Prueba de su empeño son sus comienzos como copista de paisajes venecianos, cuando el Museo del Louvre era territorio vedado a las féminas. Se unió al grupo de los impresionistas, convirtiéndose en la primera mujer y fraguó amistad con Monet, Degas o Manet, con el hermano menor de este último, Eugene, terminaría casándose.

Siguiendo esta corriente pictórica, Morisot prestaba especial atención a la luz y el color, encarnada en su caso en la delicadeza y una cierta sensualidad, que contrasta con la a menudo visión de voyeur  en los desnudos, que caracteriza a sus colegas masculinos.

Delicadeza y sensualidad

Imágenes que ahora desembarcan en el Museo Thyssen (15 de noviembre al 12 de febrero), procedentes del Museé Marmottan Monet de París, en una colección única que por primera vez trae a España 30 cuadros de la “gran primera dama del impresionismo”.

La muestra se ha organizado siguiendo un recorrido temático y cronológico que sigue los pasos de su propia experiencia vital.

La pintora nunca renunció a su vocación en un mundo de hombres

Destaca la pintura, El espejo de psiqué, lienzo cargado de lirismo que muestra la imagen de una joven vistiéndose con parsimonia ante el espejo, y que fue presentado en la Tercera Exposición Impresionista de 1877.

Su adhesión al impresionismo, un movimiento que en un principio suscitó un amplio rechazo, se interpretó como un gesto de rebeldía,  que su carácter independiente supo mantener.

Pintora de su propia vida

La pintora, quizás una gran desconocida para el gran público, aunque sus obras se cotizan actualmente en torno a los 4 millones de dólares, tuvo una larga carrera y reconocimiento. Una vida que ella utilizaba como inspiración para dar rienda suelta a su creatividad, como si de un diario se tratase.
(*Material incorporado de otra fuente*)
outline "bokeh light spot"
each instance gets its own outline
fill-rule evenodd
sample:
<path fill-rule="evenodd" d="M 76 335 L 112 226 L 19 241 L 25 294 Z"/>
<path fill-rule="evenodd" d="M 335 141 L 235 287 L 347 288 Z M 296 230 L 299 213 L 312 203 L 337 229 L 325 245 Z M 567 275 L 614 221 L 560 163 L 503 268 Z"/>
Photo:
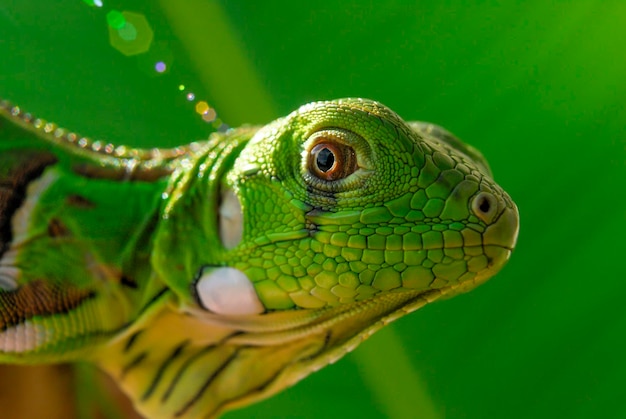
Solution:
<path fill-rule="evenodd" d="M 107 14 L 108 16 L 111 12 Z M 123 11 L 125 24 L 115 29 L 109 24 L 109 42 L 126 56 L 142 54 L 150 49 L 154 32 L 144 15 Z M 117 21 L 115 21 L 117 22 Z"/>
<path fill-rule="evenodd" d="M 126 24 L 126 19 L 124 18 L 122 12 L 118 10 L 111 10 L 107 13 L 107 23 L 109 27 L 113 29 L 120 29 Z"/>
<path fill-rule="evenodd" d="M 200 115 L 207 112 L 209 109 L 210 109 L 209 104 L 206 103 L 204 100 L 201 100 L 200 102 L 196 103 L 196 112 L 198 112 Z"/>
<path fill-rule="evenodd" d="M 159 61 L 158 63 L 156 63 L 154 65 L 154 69 L 158 72 L 158 73 L 163 73 L 166 69 L 167 69 L 167 65 L 165 65 L 165 63 L 163 61 Z"/>
<path fill-rule="evenodd" d="M 174 54 L 166 41 L 153 42 L 150 50 L 137 57 L 137 67 L 149 77 L 168 73 L 174 63 Z"/>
Retrató con su particular visión de la realidad, escenas cotidianas, plagadas de mujeres y niños, paisajes y desnudos. A partir de 1880, la frescura luminosa de Renoir, se refleja en su obra. En el año 1892, y prueba de su valía, la galería Boussod-Valadon le dedica una gran retrospectiva de éxito.

El poeta, Paul Valery, uno de sus amigos, solía decir de ella que “vivía su pintura” y “pintaba su propia vida”; y así fue hasta el final de sus días.